For most images, the approach achieves good salient results as Fig. 1 shows. However, the final saliency map heavily depended on the results gotten from CNN. Our CELM based model may fail if the coarse CNN output totally wrong region as Fig. 10 illustrated. Because the saliency map generated by CNN indicates the location of the salient object, if this saliency map indicates the wrong location of the salient map, the detection will failed. To further improve the performance, we could replace the AlexNet CNN with the state-of-the-art CNN network, i.e. the DCL network [20]. The DCL network is proposed in CVPR 2016. It is one of the best models to detect salient object.

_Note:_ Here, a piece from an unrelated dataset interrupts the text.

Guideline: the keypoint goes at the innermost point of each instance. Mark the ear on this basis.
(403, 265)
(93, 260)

We use the same refining and synthesis framework as Subsects. 3.3 and 3.4 described. We compare our proposed CELM-DCL method with the original CELM, the DCL, and the other seven state of the art methods on three datasets: HKU-IS(1446), ECSSD and OMRON as Fig. 11 illustrated. This is because the DCL only provides results on these three datasets, and only 1446 results are provided in the HKU-IS dataset. For quantitative evaluation, we show comparison results with PR curves and F-measure scores in Table 3 and Fig. 12.

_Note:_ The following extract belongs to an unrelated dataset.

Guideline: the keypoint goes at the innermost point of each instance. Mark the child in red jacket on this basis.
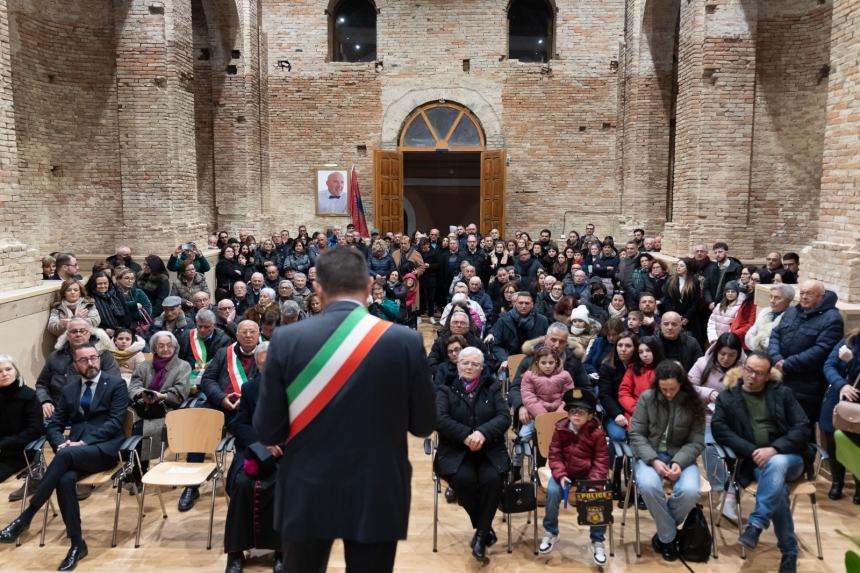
(578, 451)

Table 3. Comparison between CELM-DCL and other methods
Fig. 11.
figure 11

Results from HKU-IS dataset by different methods, from left to right: input, groundtruth, FT, GC, HC, DRFI, GMR, QCUT, PISA, DISC, CELM, CELM-DCL

Fig. 12.
figure 12

Comparison of GMR, PISA, QCUT, DRFI, DISC, CELM, CDL, CELM-CDL on HKU-IS, ECSSD and DUT-OMRON; up: Precision-Recall curves; down: MAE, F-measure, and AUC

In Table 3, the best results are marked red and the second ones are marked green. Our CELM-DCL based model improves the F-measure achieved by the DCL by 0.5%, 1.6% and 0.7% respectively on ECSSD, OMRON, and HKU-IS. At the mean-time, the CELM-DCL based model lowers the MAE by 1.5% and 6.25% on ECSSD and OMRON.

5 Conclusions

In this paper, we propose a saliency detection framework through the combination of CNN and ELM. To carry it out, we statically label the coarse map, extract the compactness features on two groups, and synthesis the multiple saliency map based on their qualities. Experiments show that the CELM get excellent salient results on all five datasets. Further improvements are also made by replacing the AlexNet with the network that the DCL uses. Extent experiments prove that the CELM-DCL outperforms the state of the art. It is proved that our approach can be used not only as a complete method, but also as a lifting method for current CNN based method. Future works include extending our work to a pixel-wise and accuracy approach as well as exploring better CNN networks.